The Bay Area in Northern California continues to produce some of the most interesting places to eat in the country, but visitors who limit themselves to dining in San Francisco should know what they're missing. Here's what impressed me most on a recent tour of the region:

CAMINO (3917 Grand Ave., Oakland; 510-547-5035): The spare menu, the pristine ingredients, the warm-but-underdressed room -- there's much about this East Bay restaurant that will resonate with anyone who has ever dined at the foodie temple known as Chez Panisse in Berkeley. And with good reason: The chef here, Russell Moore, 44, spent more than 20 years at Chez Panisse, where in addition to cooking he wrote the menu and managed the growers. Eyes are immediately drawn to the rear and a glowing hearth ("camino" means "fireplace" in Italian), from which springs some of the best eating, perhaps whole petrale sole, duck or goat. Moore shops farm markets three times a week for his changing menu and butchers whole animals himself. Four long, neat rows of seating and an endless ceiling give the space the air of a sanctuary, and, in fact, some of the furniture came from a church in England, via eBay. A tad precious? Club music and distinctive cocktails (the margarita is swirled with house-made curacao) add spirit to the equation. Entrees $15-$25.

LA MAR CEBICHERIA PERUANA (Pier 1 1/2 , The Embarcadero, San Francisco; 415-397-8880): Frothy pisco sours and a stir-fry of beef, potatoes and cilantro let you imagine you're in Lima, but the vista from the airy dining room is pure San Francisco: the boat-filled bay, to be exact. Meals are off to a delicious start with a basket of thin potato, yam and plantain chips served with a trio of sauces that run from mild to wild. The fun continues with cilantro-green corn tamales lined with fresh cheese; grilled octopus atop herbed potatoes; and the obvious (seviche). There are no bad seats. A stool at the turquoise bar up front is as engaging as a pillow-strewn banquette in the back. Despite the restaurant's youth (La Mar opened in September), the service is tops. Entrees $17-$29.
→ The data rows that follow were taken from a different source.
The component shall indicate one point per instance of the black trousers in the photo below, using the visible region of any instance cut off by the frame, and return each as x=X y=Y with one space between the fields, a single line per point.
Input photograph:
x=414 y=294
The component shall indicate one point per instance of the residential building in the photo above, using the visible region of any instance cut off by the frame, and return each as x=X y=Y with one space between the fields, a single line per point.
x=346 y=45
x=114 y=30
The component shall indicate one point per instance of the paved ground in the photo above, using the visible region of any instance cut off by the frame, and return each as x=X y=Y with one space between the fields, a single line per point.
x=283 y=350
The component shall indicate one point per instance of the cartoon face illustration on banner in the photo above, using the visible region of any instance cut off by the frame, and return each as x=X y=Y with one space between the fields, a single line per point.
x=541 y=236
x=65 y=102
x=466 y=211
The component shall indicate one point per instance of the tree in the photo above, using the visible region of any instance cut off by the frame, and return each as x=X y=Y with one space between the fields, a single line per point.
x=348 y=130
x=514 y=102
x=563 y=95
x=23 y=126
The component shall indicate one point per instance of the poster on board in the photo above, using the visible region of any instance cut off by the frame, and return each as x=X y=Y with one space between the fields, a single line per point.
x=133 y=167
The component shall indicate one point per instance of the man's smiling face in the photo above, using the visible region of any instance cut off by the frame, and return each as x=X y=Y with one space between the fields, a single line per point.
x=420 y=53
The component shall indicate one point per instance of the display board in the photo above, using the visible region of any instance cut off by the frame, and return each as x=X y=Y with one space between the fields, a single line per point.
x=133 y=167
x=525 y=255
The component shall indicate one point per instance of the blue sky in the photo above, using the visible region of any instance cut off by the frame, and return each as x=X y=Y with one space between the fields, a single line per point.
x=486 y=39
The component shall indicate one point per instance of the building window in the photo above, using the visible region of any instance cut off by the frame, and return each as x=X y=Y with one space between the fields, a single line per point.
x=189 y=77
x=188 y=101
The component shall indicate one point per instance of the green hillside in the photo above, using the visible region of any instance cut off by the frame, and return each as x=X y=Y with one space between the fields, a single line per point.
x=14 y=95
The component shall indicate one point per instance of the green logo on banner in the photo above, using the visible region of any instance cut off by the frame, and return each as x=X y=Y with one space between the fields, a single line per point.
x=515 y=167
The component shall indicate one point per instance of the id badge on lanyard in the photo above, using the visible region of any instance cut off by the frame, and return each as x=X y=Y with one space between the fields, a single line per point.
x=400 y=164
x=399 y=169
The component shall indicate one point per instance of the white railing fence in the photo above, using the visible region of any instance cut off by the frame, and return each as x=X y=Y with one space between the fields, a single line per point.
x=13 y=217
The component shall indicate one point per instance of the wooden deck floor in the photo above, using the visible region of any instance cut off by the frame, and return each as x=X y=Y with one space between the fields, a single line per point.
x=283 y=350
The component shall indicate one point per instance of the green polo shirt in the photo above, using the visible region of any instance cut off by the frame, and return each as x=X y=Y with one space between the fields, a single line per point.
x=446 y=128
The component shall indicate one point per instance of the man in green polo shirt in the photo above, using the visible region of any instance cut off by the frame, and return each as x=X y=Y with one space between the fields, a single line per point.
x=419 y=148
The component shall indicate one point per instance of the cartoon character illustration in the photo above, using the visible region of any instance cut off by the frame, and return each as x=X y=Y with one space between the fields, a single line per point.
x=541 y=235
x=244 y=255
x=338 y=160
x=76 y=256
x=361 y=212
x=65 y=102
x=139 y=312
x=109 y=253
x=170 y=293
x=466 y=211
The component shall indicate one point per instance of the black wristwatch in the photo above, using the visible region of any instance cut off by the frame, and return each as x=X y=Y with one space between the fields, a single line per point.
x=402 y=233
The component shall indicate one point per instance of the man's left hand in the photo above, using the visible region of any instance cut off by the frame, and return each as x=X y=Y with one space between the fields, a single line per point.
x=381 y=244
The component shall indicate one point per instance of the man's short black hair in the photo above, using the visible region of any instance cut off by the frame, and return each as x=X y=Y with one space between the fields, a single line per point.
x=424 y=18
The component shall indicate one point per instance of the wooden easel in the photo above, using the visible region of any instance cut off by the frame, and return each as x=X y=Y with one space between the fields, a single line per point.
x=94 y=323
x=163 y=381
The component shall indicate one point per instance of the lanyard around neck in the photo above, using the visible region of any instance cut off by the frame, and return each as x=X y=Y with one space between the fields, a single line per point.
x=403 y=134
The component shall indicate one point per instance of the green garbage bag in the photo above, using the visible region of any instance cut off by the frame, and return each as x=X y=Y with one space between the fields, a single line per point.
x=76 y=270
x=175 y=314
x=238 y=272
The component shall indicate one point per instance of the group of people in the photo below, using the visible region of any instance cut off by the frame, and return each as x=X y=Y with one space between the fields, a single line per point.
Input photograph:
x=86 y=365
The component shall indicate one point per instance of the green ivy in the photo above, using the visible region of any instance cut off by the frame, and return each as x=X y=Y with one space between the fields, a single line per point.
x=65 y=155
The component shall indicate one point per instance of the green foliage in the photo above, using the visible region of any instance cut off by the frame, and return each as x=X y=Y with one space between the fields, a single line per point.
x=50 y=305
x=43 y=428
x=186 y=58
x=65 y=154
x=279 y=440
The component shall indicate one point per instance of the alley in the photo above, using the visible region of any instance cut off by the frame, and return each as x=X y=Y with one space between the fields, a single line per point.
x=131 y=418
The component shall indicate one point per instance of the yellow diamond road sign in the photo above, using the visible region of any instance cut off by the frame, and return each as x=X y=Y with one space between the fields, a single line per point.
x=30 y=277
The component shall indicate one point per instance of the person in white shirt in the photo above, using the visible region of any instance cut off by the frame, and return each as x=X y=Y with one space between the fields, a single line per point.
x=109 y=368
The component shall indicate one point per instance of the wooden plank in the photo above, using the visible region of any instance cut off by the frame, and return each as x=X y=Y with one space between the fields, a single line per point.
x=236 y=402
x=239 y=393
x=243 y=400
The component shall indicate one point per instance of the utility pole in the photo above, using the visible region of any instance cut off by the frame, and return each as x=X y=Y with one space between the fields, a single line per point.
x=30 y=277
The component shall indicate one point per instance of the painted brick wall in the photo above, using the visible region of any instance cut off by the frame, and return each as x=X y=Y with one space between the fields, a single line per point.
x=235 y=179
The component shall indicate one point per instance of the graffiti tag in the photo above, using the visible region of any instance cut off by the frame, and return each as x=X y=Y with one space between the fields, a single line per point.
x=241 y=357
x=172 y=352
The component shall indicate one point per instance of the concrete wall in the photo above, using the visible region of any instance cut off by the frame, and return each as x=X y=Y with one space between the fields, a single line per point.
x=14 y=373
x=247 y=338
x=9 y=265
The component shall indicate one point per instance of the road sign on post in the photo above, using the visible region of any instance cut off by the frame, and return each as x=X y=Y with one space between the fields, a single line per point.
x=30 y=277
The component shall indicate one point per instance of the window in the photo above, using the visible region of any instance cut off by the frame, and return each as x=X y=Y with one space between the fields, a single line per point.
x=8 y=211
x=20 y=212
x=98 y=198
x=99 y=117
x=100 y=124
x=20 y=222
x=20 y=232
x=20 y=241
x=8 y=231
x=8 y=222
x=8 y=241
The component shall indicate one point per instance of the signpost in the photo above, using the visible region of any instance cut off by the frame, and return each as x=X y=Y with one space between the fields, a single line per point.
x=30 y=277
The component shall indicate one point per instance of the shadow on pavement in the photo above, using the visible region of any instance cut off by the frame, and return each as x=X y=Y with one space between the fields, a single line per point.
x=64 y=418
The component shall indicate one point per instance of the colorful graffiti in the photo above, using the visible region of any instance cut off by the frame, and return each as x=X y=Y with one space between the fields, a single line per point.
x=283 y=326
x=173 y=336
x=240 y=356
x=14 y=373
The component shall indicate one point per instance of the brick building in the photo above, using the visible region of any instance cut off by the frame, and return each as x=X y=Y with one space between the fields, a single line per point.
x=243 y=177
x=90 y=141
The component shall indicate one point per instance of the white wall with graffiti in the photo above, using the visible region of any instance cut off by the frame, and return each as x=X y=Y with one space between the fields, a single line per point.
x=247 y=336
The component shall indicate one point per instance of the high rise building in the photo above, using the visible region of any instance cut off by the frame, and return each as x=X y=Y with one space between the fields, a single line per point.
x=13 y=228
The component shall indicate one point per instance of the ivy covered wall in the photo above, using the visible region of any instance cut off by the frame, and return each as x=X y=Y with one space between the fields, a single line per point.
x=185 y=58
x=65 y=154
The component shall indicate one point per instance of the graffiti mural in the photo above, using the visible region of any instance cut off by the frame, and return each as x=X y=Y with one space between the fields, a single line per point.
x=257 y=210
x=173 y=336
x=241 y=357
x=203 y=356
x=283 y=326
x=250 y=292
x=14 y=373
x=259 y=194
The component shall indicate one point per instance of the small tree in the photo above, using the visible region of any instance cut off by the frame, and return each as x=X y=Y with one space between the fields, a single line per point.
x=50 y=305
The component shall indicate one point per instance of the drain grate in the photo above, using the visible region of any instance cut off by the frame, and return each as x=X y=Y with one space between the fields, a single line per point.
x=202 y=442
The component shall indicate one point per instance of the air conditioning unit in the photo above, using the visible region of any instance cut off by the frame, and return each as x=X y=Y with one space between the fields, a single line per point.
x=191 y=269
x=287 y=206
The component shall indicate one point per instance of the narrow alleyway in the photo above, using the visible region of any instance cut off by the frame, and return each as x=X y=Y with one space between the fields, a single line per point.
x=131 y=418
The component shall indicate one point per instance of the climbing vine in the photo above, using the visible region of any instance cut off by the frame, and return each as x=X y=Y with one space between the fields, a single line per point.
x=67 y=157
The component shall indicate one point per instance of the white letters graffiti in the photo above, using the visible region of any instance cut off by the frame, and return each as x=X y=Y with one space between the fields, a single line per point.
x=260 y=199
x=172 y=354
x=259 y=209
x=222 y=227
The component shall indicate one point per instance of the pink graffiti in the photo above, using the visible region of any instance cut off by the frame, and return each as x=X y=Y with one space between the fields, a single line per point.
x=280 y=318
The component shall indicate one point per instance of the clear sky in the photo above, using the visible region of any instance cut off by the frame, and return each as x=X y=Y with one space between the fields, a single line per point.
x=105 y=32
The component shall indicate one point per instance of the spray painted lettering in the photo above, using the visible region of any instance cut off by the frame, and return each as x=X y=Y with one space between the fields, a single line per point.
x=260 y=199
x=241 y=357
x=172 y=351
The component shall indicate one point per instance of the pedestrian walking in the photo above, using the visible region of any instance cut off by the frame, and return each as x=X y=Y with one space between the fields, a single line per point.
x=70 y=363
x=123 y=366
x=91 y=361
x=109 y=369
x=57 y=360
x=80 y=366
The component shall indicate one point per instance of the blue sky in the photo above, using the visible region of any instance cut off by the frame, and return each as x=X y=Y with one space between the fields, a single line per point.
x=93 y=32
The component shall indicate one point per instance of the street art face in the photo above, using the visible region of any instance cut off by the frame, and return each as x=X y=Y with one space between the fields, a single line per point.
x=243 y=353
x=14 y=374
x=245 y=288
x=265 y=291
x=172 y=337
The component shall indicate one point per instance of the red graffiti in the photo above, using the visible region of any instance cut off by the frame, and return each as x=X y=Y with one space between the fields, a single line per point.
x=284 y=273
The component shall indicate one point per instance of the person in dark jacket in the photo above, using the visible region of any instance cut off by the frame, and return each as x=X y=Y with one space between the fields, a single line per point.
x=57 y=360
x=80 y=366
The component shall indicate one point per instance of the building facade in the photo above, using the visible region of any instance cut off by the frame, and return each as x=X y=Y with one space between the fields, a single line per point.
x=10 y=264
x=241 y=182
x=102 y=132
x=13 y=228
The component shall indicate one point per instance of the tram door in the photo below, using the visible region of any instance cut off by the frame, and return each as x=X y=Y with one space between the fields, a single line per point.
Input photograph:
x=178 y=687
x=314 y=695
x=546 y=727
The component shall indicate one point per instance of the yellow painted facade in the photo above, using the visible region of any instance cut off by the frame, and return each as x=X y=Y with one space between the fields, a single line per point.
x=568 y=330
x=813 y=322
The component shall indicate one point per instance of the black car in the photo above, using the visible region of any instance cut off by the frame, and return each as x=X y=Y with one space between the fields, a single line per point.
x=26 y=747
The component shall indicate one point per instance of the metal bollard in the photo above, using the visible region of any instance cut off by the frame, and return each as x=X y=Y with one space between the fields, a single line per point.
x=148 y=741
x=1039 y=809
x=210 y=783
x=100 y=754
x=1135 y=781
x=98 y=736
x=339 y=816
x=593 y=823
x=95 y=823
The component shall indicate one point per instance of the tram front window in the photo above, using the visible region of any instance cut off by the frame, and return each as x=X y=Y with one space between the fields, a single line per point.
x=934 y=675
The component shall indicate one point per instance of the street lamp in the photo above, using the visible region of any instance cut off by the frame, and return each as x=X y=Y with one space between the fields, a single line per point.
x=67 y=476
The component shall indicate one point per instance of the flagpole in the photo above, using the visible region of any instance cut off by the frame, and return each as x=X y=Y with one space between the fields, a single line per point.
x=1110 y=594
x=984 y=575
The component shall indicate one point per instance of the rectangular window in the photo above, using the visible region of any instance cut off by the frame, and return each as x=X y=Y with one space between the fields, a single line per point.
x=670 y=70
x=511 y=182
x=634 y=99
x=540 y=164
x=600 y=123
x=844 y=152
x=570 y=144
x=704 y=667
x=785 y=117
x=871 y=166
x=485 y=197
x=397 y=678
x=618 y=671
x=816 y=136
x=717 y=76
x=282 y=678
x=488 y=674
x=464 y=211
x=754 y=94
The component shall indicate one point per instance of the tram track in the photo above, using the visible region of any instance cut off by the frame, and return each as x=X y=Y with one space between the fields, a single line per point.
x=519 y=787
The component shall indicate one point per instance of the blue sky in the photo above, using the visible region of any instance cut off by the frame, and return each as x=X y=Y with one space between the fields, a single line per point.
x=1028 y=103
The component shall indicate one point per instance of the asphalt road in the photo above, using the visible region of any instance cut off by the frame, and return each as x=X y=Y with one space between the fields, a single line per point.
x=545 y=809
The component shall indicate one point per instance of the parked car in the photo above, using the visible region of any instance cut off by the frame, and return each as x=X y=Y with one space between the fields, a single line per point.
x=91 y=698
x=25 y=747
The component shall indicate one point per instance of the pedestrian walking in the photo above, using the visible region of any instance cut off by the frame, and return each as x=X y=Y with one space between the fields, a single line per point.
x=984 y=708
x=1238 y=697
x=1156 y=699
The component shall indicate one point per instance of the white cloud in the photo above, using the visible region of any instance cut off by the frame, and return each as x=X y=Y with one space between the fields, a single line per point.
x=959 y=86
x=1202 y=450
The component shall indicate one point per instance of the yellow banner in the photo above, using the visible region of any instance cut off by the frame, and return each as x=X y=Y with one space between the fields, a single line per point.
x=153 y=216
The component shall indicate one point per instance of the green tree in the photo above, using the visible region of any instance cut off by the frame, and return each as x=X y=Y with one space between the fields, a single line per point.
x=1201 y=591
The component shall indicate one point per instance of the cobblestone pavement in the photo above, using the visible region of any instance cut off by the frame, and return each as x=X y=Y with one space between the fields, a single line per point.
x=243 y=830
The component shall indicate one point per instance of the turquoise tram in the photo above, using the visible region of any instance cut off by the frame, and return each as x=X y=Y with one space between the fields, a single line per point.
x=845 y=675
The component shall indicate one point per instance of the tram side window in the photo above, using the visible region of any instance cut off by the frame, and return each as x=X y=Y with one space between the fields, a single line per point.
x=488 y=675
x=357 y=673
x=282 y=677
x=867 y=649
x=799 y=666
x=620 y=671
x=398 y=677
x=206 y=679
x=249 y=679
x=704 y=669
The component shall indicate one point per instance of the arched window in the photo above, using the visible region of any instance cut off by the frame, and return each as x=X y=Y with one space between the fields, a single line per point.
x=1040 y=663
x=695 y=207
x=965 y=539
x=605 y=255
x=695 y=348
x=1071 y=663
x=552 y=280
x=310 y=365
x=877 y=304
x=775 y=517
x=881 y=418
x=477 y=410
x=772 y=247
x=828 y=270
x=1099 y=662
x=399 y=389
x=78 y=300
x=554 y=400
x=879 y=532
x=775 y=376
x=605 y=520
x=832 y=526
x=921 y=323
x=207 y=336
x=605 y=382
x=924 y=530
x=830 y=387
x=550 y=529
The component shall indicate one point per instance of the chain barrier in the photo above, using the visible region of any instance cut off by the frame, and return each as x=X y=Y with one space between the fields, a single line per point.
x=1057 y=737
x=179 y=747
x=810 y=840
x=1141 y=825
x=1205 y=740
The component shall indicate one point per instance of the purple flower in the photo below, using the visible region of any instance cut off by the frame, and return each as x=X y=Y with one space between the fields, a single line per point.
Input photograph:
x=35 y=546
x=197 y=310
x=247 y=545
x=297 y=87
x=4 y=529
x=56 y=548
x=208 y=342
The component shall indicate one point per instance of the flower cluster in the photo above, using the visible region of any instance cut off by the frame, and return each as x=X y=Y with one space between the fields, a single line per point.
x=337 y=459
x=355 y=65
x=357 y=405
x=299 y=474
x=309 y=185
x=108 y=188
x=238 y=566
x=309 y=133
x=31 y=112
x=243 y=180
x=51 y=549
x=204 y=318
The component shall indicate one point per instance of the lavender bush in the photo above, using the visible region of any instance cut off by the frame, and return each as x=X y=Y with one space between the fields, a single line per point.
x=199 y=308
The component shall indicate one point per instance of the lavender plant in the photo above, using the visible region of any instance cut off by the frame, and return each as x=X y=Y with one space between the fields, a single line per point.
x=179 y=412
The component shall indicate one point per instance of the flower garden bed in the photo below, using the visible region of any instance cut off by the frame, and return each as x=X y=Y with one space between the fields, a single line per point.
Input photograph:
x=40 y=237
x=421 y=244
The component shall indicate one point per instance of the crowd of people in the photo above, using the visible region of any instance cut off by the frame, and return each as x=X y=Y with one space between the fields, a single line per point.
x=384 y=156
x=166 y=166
NICK'S COVE (23240 Hwy. 1, Marshall; 415-663-1033): Pat Kuleto, the ace San Francisco restaurant designer with more than 200 interiors to his credit, sank $10 million into restoring this local landmark to its proper 1930s look. From the rope-draped mahogany bar to the mounted animal heads to the vintage condom dispenser in the men's restroom, no detail escaped his attention, which extends to a long dock on Tomales Bay and a dozen guest houses to the side of the charmingly scruffy seafood restaurant. Oysters make a great launch; I'm a fool for the grilled variety, slicked with a tangy barbecue sauce. But Dungeness crab is enticing, too, whether it's featured cold atop a classic Louis salad with creamy pink dressing or hot, along with slices of pork belly and tomato confit, in a gussied-up po' boy. Part of the pleasure of a visit to Nick's, about an hour removed from San Francisco, is the ride out and back, an adventure that takes in redwoods and (hold on!) narrow roads hugging cliffs overlooking the ocean. Entrees $14-$42.